When I first got to the US, I listened to Jay-Z and Biggie religiously and that was the gateway. I was a huge Wu-Tang [Clan] and A Tribe Called Quest fan, and my literal childhood was the prime years of 50 Cent/G-Unit, Cam’Ron/Dipset, and Kanye West.

A majority of my high school and college years centered on The Blog Era of Hip-Hop listening to acts like Kendrick Lamar, A$AP Rocky, J. Cole, Wiz Khalifa, and Drake. This is the era that turned my passion into a career.

Do you recall when you had that “aha moment” and realized you just had to work in the music industry?

I was fortunate enough to have the aha moment really young. The passion kicked in super early. Two moments: [my] first performance as a teenager at a Filipino festival and my first rap battle as a freshman in high school. I won that battle by the way haha.

Becoming part of the Forbes 30 Under 30 list in 2022, all while being presented these other accolades, what does it mean for a young Filipino American immigrant who “came to this country not knowing a word of English” chasing the American Dream?

To start, it means that my parents are heroes for real, ‘cause they found a way to keep me focused, alive, and they allowed me to flourish without worry [about] what my dreams can turn into or if it’ll even work out. They never put a ceiling on it and trusted my vision from the jump and that allowed me to get to where I’m at.

It also means that we as Filipinos, especially fresh-off-the-boat Filipinos, can think and dream bigger. We can do whatever we set our mind to, and we’ll probably succeed in it, too!

At this point in your life, do you think you’ve achieved it (the American dream)? If yes, is it all you ever thought it would be?

Not yet. I’m still in the process of living it out. Everyone has a different definition of “the American dream” though, and for me, I’m getting there day by day, brick by brick.

You are making it your life’s work to bring Filipino talent to the forefront. With the landscape of music in 2023 and the representation in media for Filipino artists in the diaspora, do you think it’s enough?

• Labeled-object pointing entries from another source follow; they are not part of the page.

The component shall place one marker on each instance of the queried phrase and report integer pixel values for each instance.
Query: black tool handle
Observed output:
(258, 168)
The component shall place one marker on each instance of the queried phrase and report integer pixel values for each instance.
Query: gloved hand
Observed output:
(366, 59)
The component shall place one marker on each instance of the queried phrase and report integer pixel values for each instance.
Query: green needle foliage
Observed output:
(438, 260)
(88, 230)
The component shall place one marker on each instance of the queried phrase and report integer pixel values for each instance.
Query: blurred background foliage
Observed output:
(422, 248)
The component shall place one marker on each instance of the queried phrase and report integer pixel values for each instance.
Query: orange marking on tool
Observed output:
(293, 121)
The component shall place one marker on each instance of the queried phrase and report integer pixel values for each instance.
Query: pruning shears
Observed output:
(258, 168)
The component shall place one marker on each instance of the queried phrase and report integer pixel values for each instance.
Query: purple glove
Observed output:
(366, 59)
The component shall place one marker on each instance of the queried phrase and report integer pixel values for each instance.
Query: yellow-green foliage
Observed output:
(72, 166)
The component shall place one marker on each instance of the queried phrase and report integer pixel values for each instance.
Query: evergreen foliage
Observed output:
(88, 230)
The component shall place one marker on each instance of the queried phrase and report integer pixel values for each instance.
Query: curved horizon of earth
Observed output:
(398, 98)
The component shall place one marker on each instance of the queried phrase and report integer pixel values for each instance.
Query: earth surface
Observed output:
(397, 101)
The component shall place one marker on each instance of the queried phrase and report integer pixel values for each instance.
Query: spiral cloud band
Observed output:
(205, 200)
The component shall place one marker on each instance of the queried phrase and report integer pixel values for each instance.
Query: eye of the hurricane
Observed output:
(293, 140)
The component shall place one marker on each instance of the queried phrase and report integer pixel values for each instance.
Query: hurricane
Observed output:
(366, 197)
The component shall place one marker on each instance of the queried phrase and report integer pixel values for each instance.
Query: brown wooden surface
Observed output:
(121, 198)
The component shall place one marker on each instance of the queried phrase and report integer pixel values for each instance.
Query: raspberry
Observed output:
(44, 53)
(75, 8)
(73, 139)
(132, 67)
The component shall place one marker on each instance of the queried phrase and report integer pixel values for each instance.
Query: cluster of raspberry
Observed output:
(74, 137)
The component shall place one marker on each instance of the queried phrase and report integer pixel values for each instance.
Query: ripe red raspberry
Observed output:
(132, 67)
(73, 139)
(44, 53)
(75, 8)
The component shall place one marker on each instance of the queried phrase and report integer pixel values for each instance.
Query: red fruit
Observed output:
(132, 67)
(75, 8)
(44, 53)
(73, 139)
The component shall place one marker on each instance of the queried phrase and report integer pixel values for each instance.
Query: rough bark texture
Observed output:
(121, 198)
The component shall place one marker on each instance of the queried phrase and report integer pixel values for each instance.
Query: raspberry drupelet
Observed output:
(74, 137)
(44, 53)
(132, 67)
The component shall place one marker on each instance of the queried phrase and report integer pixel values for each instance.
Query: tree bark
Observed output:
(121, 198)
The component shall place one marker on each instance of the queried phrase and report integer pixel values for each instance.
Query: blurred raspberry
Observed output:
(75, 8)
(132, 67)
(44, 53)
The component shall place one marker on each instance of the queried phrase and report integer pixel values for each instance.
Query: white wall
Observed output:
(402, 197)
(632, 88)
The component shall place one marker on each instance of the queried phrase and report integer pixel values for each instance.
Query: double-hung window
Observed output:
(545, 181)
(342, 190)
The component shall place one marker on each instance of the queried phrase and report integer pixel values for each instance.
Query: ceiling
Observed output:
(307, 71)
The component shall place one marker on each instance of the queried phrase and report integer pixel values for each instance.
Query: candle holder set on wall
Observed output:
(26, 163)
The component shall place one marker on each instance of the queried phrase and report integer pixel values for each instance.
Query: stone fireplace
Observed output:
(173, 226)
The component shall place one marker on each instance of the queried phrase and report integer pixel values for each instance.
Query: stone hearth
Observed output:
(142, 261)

Yes, absolutely. We’re on the cusp of hitting a golden era for Filipinos globally where we’ll see more artists, creatives, and everyone in-between break through to the center and mainstream. I’m excited and I can’t wait. Filipinos everywhere gotta come out though and support the talent with passion and love from the jump and we’ll be good.

Are there any Filipino artists who have caught your attention lately?

I feel like I’m gonna leave some talented artists off so please, everyone go support your local Filipino artist wherever you are in the world. My top listens right now are Clinton Kane, Eyedress, Dylan Sinclair, Jess Connelly, RINI, Karri, and Manila Grey.[1]  And just to be very clear, Filipino or not, they’re in constant rotation for me. I think they’re going to be global superstars [who’ll] break borders and be leaders of their respective genres and sound.

With the work that you do, what do you hope is the future of music?

I hope it continues to become more global. It’s already going that way, so hopefully, it keeps expanding. I personally love seeing artists from outside the US bring their sound and culture into the mainstream. It’s refreshing and inspiring.